L’Estate in cui imparammo a volare è stato definito il This is Us di Netflix, ma ci vogliono molto più di semplici linee temporali per arrivare a quel livello. La serie ci mostra le vite di Tully e Kate in tre diversi archi narrativi: l’adolescenza, gli anni immediatamente successivi a quelli del college, e il presente quando le due sono donne di mezza età. Se è vero che per la versione scolastica si è optato per due attrici molto giovani, le Tully e Kate di 20 e 45 anni sono praticamente identiche. U

n taglio di capelli diverso e dei vestiti con le spalline anni '80 dovrebbero bastare per farci sembrare due attrici di vent’anni più giovani e, per quanto le due siano in forma, l’espediente non è affatto credibile. Nulla a che vedere con la Rebecca di This is Us che viene invecchiata a regola d’arte. Qui il percepito finale è che si sia risparmiato parecchio sul reparto trucco e parrucco.

La fotografia e i colori forzati

Per accentuare ulteriormente i tre decenni differenti in cui la storia si muove, L’Estate in cui imparammo a volare ha ben pensato di utilizzare tre differenti esperienze visive. Ma, in questo caso, tutto è eccessivo e tirato.

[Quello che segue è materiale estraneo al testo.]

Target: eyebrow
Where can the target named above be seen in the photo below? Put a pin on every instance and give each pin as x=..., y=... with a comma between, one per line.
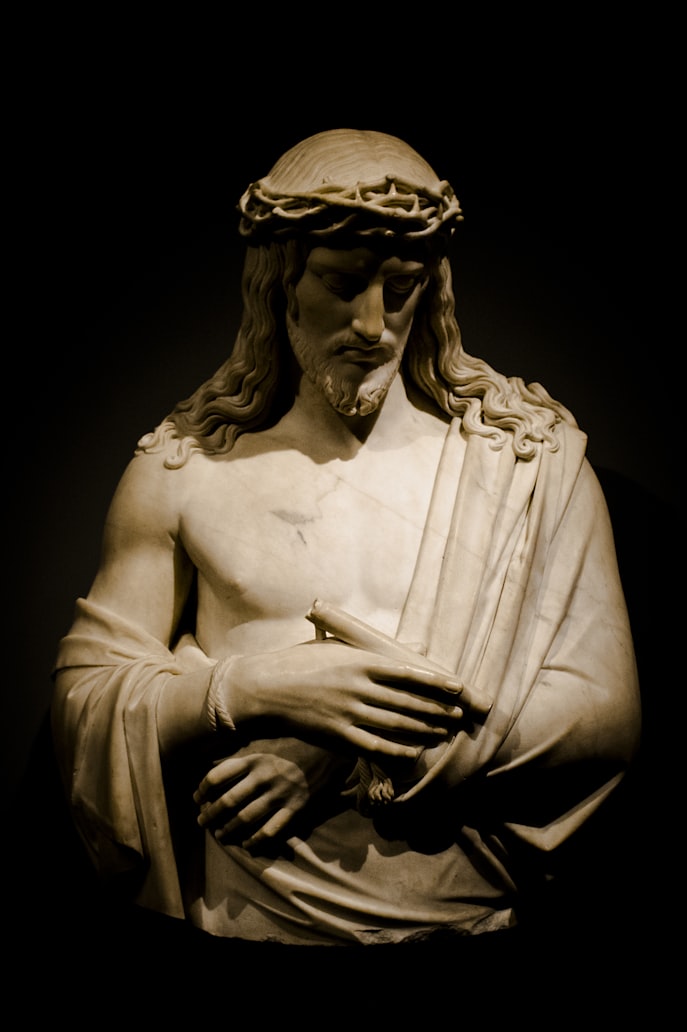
x=359, y=267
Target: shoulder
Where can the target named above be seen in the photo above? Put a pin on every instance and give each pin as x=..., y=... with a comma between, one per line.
x=152, y=491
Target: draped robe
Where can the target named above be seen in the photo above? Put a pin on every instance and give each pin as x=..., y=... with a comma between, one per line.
x=523, y=601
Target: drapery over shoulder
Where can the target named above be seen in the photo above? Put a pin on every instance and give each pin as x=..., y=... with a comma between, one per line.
x=104, y=721
x=525, y=603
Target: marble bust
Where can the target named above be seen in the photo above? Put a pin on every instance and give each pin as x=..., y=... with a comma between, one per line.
x=358, y=621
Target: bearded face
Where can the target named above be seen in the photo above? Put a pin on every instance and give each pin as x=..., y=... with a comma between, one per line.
x=350, y=321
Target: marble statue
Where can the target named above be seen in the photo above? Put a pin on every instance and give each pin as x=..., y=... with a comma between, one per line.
x=357, y=662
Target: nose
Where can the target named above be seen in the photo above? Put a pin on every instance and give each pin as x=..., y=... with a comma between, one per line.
x=368, y=319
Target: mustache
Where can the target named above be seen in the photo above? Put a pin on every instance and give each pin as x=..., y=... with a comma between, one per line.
x=350, y=343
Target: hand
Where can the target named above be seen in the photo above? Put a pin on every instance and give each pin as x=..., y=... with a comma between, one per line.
x=326, y=690
x=254, y=796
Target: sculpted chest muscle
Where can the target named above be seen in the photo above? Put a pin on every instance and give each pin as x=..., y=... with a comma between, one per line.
x=269, y=531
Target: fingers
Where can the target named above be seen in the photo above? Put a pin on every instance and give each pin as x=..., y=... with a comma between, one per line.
x=227, y=771
x=448, y=687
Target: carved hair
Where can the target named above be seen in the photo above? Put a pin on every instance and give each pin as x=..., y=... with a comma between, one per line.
x=338, y=185
x=252, y=389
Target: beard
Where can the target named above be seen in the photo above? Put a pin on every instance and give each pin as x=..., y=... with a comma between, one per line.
x=351, y=394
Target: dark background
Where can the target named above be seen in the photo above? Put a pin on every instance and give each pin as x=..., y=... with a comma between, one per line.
x=129, y=163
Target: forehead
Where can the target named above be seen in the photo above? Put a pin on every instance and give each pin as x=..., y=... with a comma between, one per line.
x=364, y=258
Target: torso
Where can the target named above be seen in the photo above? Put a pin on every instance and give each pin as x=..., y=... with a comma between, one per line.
x=281, y=521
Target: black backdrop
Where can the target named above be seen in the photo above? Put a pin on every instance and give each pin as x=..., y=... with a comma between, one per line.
x=127, y=289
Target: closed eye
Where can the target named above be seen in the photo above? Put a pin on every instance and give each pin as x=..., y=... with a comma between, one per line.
x=344, y=285
x=402, y=284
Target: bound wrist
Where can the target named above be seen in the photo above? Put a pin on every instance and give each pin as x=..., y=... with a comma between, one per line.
x=218, y=714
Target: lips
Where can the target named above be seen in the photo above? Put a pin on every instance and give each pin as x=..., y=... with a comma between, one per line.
x=374, y=355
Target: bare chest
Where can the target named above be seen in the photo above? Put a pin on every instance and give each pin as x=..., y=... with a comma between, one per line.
x=273, y=531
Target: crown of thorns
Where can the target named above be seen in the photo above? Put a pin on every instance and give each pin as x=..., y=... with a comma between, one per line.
x=386, y=207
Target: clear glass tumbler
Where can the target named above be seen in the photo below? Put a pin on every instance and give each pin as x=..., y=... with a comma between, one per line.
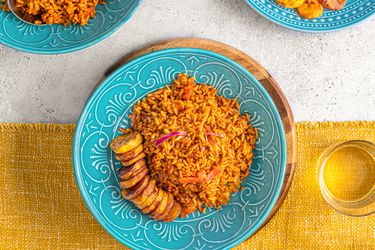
x=346, y=173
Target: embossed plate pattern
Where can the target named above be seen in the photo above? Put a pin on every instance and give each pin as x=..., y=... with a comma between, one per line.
x=56, y=39
x=107, y=110
x=354, y=12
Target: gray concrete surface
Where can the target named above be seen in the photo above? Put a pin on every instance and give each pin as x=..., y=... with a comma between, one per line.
x=324, y=76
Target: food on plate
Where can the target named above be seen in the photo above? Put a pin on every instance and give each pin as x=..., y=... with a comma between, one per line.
x=136, y=183
x=311, y=9
x=126, y=142
x=57, y=12
x=132, y=181
x=291, y=3
x=194, y=144
x=333, y=4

Negli anni in cui le due protagoniste vanno a scuola tutte le immagini sono permeate di un giallo brillante che, da una parte, dovrebbe evocarci un effetto vintage da carta ingiallita e dall’altra dovrebbe condurci nell’atmosfera delle campagne assolate in cui si muove il racconto dell’adolescenza. Il risultato è quasi fastidioso agli occhi, specie quando poi si scontra con i colori freddi e la fotografia pulita della storia contemporanea.

Personaggi bidimensionali

Le due sono degli stereotipi parlanti. A Sarah Chalke – a cui tocca la parte della secchiona emarginata - hanno messo degli enormi occhialoni e dei maglioni infeltriti che dovrebbero così nascondere l’aspetto da bionda top model che in effetti ha. La Heigl adolescente, al contrario, è una bad girl un po’ ribelle quindi vai di trucco e pesante e vestiti corti.

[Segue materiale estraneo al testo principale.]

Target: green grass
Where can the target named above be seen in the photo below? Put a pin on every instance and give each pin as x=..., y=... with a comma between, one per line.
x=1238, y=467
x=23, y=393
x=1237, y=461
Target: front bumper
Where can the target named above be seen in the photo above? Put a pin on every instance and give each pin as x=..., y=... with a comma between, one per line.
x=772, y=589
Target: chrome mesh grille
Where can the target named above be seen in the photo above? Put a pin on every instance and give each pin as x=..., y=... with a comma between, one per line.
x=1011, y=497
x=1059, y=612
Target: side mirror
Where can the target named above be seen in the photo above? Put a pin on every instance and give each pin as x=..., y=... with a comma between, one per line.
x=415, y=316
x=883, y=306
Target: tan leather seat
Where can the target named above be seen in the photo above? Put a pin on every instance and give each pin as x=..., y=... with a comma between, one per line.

Il risultato appiattisce due personaggi in una confezione bidimensionale e priva di sfumature attraverso trucchetti che andavano bene per un teen movie anni novanta.

Un gran peccato perché l’Estate in cui imparammo a volare poteva avere i presupposti per diventare uno dei titoli bandiera di Netflix. E chissà che, alla fine, visto il gradimento di una parte di pubblico, non lo diventi davvero. Nonostante tutto.

Commento

Voto di Cpop

55
Una "comfort-story" in cui due attrici abbastanza brave vengono schiacciate da stereotipi, trucco posticcio ed espedienti poco credibili. Godibile a tratti ma confezionato male. Peccato.